Plusieurs de ces « locaux chauffés » seront équipés de « couchettes » pour permettre aux gens « de se reposer », voire d’y passer la nuit, a détaillé Sonia Bélanger, p.-d.g. du CIUSSS du Centre-Sud-de-l’Île-de-Montréal. « On regarde aussi la possibilité d’ouvrir des places supplémentaires pour les clientèles COVID », a-t-elle ajouté.

Un centre de jour doté d’un service d’aide alimentaire ouvrira également ses portes au Grand quai du Vieux-Port. Plus de 300 personnes pourront s’y abriter pour manger, a fait savoir le ministre délégué à la Santé et aux Services sociaux, Lionel Carmant.

« Prison dorée »

Attirant pour certains campeurs, le projet n’enchante guère Jacques Brochu, qui garde un souvenir amer de son passage dans l’un des hôtels réquisitionnés au printemps par la Ville pour loger des itinérants. Malgré l’immensité de sa chambre, sise au cinquième étage de l’hôtel Chrome, il s’est rapidement senti à l’étroit. Se disant privé de contacts humains, en plein cœur d’un centre-ville qu’il connaît mal, le souriant gaillard a détesté vivre dans cette « prison dorée ».

Il préfère le campement Notre-Dame, même sous la neige. La chute du mercure ne l’effraie pas, confiant de pouvoir se protéger du vent et du froid avec sa « débrouillardise » et ses idées « à la fois saugrenues et géniales ». Il s’apprête justement à recouvrir sa tente d’une toile à bâche et à l’isoler avec des bouteilles de plastique enveloppées de papier-bulle. À l’intérieur, une poignée de bougies lui sert de chauffage de fortune.

L’idée de passer l’hiver en bordure de la rue Notre-Dame ne plaît toutefois pas à tous. Daniel, voisin de Jacques, lorgne l’hôtel de la place Dupuis. Rémi Fleurent, lui, vient tout juste de dénicher un appartement dans le quartier Centre-Sud, soulagé. L’homme de 76 ans compte amener avec lui quatre ou cinq autres campeurs, dont « l’homme de sa vie », qu’il a rencontré cet été.

Plus de logements

 

Un logement, c’est également ce que souhaiterait Jacques Brochu, comme « 100 % des campeurs », certifie-t-il. Celui-ci raconte avoir été expulsé de son appartement de la rue Nicolet en février, victime d’une « rénoviction ». « Deux choses pourraient me faire quitter ma tente : un logement ou la mort. »

« Quelqu’un qui se trouve en situation d’itinérance veut un logement permanent, pas un refuge, pas une espèce de matelas sur un plancher à quelque part », a fait valoir jeudi le directeur de la Mission Bon Accueil, Samuel Watt.
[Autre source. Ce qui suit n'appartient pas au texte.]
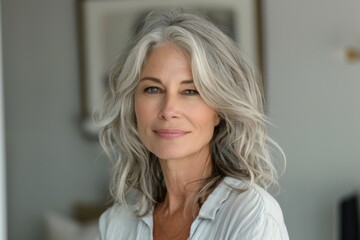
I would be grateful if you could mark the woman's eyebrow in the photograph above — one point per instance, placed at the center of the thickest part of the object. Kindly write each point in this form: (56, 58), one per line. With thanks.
(159, 81)
(151, 79)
Présent au point de presse, il a salué le plan hivernal — un « grand succès de collaboration » entre plusieurs organismes —, mais appelé les élus à la réflexion. « Des mesures temporaires restent temporaires. On devrait profiter de la crise pour repenser la façon dont on fait les choses. »

Un avis qui trouve écho au Réseau d’aide aux personnes seules et itinérantes de Montréal (RAPSIM). « C’est un plan historique : c’est la première fois à Montréal qu’on voit en aussi grand nombre des services offerts de façon décentralisée », réagi l’organisatrice communautaire Mariana Racine Méndez. Or, celle-ci craint qu’une fois la pandémie passée, ce « virage » n’ait été qu’éphémère. « La crise du logement et celle des surdoses ne cesseront pas après la pandémie. »

Mme Méndez s’inquiète également de l’après 31 mars, alors que le froid sera toujours présent. « On demande un minimum de services jusqu’au 1er mai », dit-elle, ajoutant qu’une profonde réflexion doit s’amorcer pour offrir ce genre de services à l’année. « Il faut arrêter de penser en fonction de la température. »

Québec réfléchit actuellement à des « solutions de logement » permanentes, a indiqué le ministre Lionel Carmant, précisant que 26 baux ont été signés dans le cadre du programme de supplément au loyer.